FOR not the first time since President Rodrigo Duterte took office, an analyst has cautioned that the apparent degradation of human rights under the administration of the Mouth of the South may have significant negative consequences for the Philippine economy.
In the latest opinion of the sort to be publicized, Ramon Casiple of the Institute for Political and Electoral Reform—who has already criticized Duterte on a number of occasions—pointed out that the Philippines could lose more foreign aid because of the conditions Duterte wants to impose on the UN special rapporteur who wishes to visit and investigate the widespread allegations of extrajudicial killings in Duterte’s anti-drug campaign.
This follows a deferment of any new development aid for the Philippines by the US-run Millennium Challenge Corp. (MCC), which cited human rights concerns for its decision. Casiple’s warning was that more aid could be withheld, and the Philippines’ credit rating could even suffer, if Duterte persisted in thwarting the UN inquiry.
What Casiple is talking about is a worry that has been raised even in optimistic conversations about the country’s prospects since Duterte was elected: The risk that political turmoil could spill over into the economy, or to put it another way, that Duterte’s big mouth would someday cause practical problems instead of just interesting news copy.
The risk is real, but understanding its dimensions is difficult because it is either overblown or downplayed according to the sentiment of the analyst describing it. Unlike the colorless Benigno S. Aquino 3rd, Rodrigo Duterte tends to stir strong opinions one way or the other, even among the ordinarily more objective foreign observers. Ramon Casiple, based on what he has said about Duterte so far, is an apparent skeptic; others who have a more favorable view of the president consistently dismiss the possibility that his outrageous comments have any real impact.
Where a negative opinion of the protection of human rights in the Philippines—and that includes the possible resurrection of the death penalty—may have a real impact is on direct aid, as the MCC decision showed, and on market investments. Many institutional and even some private sector investors (particularly from Europe and the US) place conditions tied to social issues on their investments; for example, a state pension fund in the US might have rules that prohibit the investment of any of the fund’s money in countries that have a death penalty, or are rated unfavorably in the US State Department’s annual Trafficking in Persons (TIPS) report.

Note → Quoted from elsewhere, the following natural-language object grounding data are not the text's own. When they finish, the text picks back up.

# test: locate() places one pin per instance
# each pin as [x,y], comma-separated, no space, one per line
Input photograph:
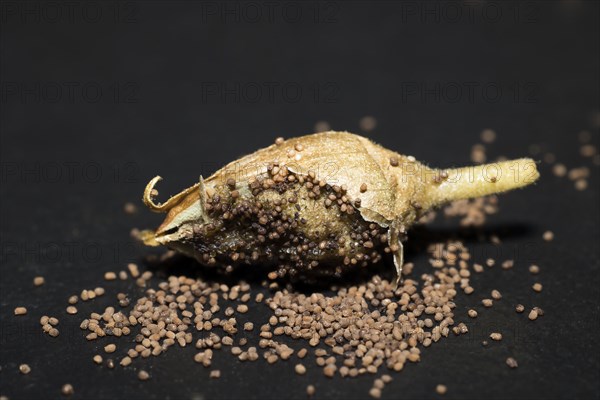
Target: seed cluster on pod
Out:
[370,329]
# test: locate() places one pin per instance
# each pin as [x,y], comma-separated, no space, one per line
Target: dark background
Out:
[97,98]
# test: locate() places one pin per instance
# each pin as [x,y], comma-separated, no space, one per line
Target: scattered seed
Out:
[520,308]
[559,170]
[133,270]
[487,302]
[67,389]
[533,314]
[20,311]
[24,369]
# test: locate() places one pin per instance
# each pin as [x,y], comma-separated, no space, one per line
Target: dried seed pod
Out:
[312,211]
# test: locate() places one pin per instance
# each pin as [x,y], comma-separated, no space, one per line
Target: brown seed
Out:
[534,269]
[441,389]
[67,389]
[533,314]
[20,311]
[133,270]
[487,302]
[300,369]
[520,308]
[329,370]
[110,276]
[110,348]
[24,369]
[511,362]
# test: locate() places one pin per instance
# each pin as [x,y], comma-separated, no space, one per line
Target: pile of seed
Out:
[364,329]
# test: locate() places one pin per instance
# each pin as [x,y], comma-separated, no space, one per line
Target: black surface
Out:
[69,165]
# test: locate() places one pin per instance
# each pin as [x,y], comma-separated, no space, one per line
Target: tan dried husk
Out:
[397,193]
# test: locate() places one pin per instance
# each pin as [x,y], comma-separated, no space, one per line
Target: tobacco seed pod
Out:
[326,200]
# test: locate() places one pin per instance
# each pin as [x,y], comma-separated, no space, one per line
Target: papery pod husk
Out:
[399,189]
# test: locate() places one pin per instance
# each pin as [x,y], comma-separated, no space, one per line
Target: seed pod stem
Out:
[483,180]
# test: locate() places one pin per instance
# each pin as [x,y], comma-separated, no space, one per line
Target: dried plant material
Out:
[20,311]
[559,170]
[367,123]
[309,213]
[130,208]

The key point in that, however, is that any such restrictions are clearly defined; they are not based on unfavorable opinions or a preponderance of negative media reports, but on some clear benchmark. The TIPS report is often used to establish the threshold; other social or environmental indicators are used as guidance as well.

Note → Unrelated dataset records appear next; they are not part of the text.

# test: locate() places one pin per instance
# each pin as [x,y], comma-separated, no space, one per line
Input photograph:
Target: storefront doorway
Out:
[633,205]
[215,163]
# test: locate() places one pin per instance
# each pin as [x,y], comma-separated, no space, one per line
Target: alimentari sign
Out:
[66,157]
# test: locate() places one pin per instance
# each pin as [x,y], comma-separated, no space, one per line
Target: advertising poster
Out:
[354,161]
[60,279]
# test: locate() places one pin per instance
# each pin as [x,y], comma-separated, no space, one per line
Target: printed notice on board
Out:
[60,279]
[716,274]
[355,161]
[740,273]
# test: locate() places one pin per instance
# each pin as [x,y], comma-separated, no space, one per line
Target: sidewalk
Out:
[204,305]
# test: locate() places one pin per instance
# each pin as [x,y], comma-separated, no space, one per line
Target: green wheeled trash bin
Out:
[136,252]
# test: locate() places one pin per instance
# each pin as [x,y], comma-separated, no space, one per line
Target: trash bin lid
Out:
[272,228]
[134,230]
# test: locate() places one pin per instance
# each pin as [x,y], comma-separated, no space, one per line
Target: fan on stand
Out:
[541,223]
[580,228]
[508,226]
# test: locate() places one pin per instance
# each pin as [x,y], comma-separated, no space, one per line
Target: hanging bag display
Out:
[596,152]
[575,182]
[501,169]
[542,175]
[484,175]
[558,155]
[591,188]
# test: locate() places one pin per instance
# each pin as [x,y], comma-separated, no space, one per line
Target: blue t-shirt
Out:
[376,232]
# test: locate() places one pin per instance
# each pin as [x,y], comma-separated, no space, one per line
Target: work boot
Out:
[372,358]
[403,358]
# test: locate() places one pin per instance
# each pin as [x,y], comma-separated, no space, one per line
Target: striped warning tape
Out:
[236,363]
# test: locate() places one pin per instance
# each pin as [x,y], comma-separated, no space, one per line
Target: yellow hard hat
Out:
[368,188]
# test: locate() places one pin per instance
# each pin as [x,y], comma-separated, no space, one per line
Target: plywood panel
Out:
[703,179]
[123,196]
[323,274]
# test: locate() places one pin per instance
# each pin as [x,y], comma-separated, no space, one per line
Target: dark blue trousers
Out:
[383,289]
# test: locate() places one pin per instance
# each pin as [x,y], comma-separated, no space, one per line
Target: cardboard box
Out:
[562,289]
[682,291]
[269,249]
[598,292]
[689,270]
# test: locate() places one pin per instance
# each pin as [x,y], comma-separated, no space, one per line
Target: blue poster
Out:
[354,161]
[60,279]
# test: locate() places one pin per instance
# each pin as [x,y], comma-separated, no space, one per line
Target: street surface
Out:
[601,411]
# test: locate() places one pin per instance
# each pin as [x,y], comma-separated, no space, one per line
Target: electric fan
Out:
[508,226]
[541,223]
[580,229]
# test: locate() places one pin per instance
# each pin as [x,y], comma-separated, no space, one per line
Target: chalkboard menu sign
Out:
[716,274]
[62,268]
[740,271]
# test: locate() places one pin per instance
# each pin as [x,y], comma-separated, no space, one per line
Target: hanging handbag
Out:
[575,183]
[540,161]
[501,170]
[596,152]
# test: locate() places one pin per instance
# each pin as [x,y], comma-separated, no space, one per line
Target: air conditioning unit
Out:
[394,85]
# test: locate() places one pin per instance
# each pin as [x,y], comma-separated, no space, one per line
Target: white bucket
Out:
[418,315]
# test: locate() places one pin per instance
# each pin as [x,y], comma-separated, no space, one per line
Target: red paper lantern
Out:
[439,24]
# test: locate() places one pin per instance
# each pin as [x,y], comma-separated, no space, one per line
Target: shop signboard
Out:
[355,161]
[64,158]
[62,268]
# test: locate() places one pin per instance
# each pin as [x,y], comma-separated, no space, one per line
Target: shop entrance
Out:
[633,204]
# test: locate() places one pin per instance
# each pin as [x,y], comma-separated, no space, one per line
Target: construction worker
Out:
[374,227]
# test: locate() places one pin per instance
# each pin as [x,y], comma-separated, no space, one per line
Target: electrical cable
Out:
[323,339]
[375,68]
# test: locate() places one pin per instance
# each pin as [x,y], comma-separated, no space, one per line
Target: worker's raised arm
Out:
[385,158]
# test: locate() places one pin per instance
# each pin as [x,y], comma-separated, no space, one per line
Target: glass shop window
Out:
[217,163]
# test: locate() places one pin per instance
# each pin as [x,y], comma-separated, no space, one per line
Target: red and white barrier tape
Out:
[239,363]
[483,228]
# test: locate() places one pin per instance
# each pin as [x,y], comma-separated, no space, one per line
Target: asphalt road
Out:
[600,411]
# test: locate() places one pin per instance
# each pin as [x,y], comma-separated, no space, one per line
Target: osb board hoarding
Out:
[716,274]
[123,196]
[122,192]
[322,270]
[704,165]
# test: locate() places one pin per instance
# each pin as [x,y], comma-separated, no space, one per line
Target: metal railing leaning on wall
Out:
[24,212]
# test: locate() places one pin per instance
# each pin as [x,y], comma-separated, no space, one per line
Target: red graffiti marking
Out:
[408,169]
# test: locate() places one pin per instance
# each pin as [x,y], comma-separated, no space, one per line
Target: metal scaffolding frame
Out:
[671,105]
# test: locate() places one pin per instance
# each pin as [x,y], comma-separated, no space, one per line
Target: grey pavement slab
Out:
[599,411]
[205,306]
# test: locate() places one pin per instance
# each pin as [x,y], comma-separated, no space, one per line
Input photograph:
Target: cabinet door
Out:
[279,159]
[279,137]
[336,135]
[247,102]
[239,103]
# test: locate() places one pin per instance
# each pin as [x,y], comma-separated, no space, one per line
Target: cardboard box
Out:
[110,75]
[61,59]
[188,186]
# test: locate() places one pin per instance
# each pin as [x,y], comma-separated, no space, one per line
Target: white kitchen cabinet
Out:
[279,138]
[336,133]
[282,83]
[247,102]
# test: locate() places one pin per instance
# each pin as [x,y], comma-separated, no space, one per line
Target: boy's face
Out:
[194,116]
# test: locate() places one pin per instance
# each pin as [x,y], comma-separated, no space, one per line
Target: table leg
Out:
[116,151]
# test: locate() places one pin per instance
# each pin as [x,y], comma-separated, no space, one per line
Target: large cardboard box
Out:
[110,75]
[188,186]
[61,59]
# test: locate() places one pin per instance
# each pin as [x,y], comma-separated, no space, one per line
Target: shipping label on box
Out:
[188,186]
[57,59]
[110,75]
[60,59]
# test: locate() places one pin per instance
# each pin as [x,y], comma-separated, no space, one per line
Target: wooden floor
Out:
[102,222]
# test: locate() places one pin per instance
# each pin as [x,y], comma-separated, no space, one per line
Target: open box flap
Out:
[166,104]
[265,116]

This is what makes the MCC decision alarming. In practical terms, it will not have much of an effect on the economy; the economy has improved enough over the past 10 to 15 years that the Philippines is nearing the point where it can ‘graduate’ from many of the direct aid programs, and in any event, the amount involved, while not without impact, is not large enough to affect the economy’s growth. Whether or not any foreign investment is affected by the MCC deferment—whether “MCC grant eligibility” is a prerequisite for any investments, in other words—is not known, but in all likelihood only affects a small number of investors, if any at all. That may not be the case if other negative judgments against the Duterte government are made; for example, if his refusal to allow the UN special rapporteur access (according to the rules the Philippines already has agreed to follow as a UN member) leads to actual sanctions against the country.
Even if it does come to that, the impact may not be serious. Given the strong dollar, weakening peso, and inflation on a gradual upward trend globally, inbound hot money investment is already cooling, with no discernible effect on the overall economy. The biggest risks to the economy are still external—the very real possibility of weird policies from incoming US president Donald Trump, or an economic downturn in Europe being the most likely. Nevertheless, even if not much is lost, nothing is gained by Duterte’s continued button-pushing. Applying the old rule, “If you don’t have anything nice to say, don’t say anything” a little more often is a suggestion someone he listens to should make to him.